Accounting and reporting standards
in the USA, as elsewhere, are environmentally based. An understanding of these influences
is necessary to facilitates financial statement analysis and interpretation when dealing
with US-based companies.
While financial statements in the USA are intended to be general
purpose, they are heavily influenced by the information needs of private investors, who
are the principal providers of external finance in a predominantly free-market economy.
Thus financial reports prepared by management seek to provide information that is useful
to investors in assessing the amounts, timing and uncertainty of future cash flows that
are of interest to them. This contrasts sharply with financial reports that are aimed at
complying with statutory reporting requirements of government or fiscal authorities.

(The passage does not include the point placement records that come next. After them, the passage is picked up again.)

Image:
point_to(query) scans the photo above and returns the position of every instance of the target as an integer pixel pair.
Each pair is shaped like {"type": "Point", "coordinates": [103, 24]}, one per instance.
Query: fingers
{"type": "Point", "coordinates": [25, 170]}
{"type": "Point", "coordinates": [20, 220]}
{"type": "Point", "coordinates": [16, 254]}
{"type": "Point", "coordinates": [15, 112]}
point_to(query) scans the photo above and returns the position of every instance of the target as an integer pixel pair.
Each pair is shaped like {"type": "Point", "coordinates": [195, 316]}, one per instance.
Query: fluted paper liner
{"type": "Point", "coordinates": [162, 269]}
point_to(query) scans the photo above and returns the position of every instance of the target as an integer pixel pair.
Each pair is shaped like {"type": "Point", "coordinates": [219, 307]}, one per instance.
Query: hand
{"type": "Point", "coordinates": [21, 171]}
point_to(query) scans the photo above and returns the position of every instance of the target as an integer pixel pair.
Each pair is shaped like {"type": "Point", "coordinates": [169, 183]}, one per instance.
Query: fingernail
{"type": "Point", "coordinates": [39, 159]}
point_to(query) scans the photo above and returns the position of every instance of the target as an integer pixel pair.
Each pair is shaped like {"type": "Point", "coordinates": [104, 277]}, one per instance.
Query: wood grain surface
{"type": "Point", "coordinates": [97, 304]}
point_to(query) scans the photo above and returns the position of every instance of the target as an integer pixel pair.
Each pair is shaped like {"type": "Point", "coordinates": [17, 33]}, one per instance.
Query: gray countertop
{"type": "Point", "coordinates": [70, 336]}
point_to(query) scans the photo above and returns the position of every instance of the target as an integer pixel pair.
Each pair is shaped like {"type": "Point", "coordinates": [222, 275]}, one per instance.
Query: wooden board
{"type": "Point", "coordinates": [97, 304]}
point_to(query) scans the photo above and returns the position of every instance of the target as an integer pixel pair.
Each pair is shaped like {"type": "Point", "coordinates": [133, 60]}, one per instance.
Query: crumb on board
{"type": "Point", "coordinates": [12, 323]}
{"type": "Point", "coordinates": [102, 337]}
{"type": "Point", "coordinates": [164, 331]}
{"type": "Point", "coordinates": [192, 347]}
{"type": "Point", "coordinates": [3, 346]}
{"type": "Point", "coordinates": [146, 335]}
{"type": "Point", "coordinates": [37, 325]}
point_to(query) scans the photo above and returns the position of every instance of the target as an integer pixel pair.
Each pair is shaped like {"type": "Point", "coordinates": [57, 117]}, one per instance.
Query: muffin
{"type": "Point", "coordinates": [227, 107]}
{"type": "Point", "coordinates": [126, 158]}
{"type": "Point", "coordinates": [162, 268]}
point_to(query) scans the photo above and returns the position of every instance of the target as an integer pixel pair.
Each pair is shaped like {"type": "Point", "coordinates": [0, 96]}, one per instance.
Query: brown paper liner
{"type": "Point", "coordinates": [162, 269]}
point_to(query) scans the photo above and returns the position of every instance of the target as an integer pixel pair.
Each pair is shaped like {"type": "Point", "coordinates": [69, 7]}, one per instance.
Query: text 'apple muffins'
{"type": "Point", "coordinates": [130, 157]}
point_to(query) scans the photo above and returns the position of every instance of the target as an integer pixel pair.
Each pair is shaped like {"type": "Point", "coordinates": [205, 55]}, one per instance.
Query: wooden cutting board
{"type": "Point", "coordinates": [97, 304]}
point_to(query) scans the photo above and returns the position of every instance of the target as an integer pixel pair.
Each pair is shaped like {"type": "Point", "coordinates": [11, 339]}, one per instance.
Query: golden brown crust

Accounting and reporting standards are promulgated largely through
the efforts of private professional bodies and enforced through public sector actions. The
primary objective is to provide a commercial, as opposed to legalistic, framework for
accounting prescriptions. To be effective, they must prove acceptable to the major users
of accounting information, with variations in the application of accounting standards
being revealed primarily through full and fair disclosure. The major standard-setting body
at present is the Financial Accounting Standards Board (FASB); other important bodies
include the Financial Accounting Foundation (FAF), which appoints members of the FASB,
funds their activities and exercises general oversight, and the Financial Accounting
Standards Advisory Council (FASAC), which consults the FASB on major issues and organizes
working task forces.
The US approach to promulgating accounting standards is a direct
consequence of its unique reporting environment. Accounting measurements embodies in US
accounting standards differ from those formulated elsewhere for similar reasons. Asset
valuation is less conservative and more pragmatic than elsewhere, for example, and the use
of discretionary reserves is not permitted, as it is in Germany, Japan, Sweden and
Switzerland.
Independent auditors provide a credibility check on management's
financial representations by rendering an opinion as to the reliability and fairness of
those representations. They are legally liable to third parties if found negligent in
performing their duties. The threat of lawsuits may be viewed as a free-market response to
real or perceived audit failures in the USA.
Accounting and financial reporting in the USA are heavily influenced
by the information needs of capital suppliers. This contrasts sharply with financial
reports that are designed to serve more macro-oriented needs. In the face of international
differences in accounting and reporting, demands for increased accounting uniformity are
appealing. Statement readers, however, should not be fooled by international standards
that paper over reporting differences that are environmentally-based. While accounts which
conform to German, US or other codes can be restated to conform to some internationally
accepted nor, the resulting measures could mislead rather than inform.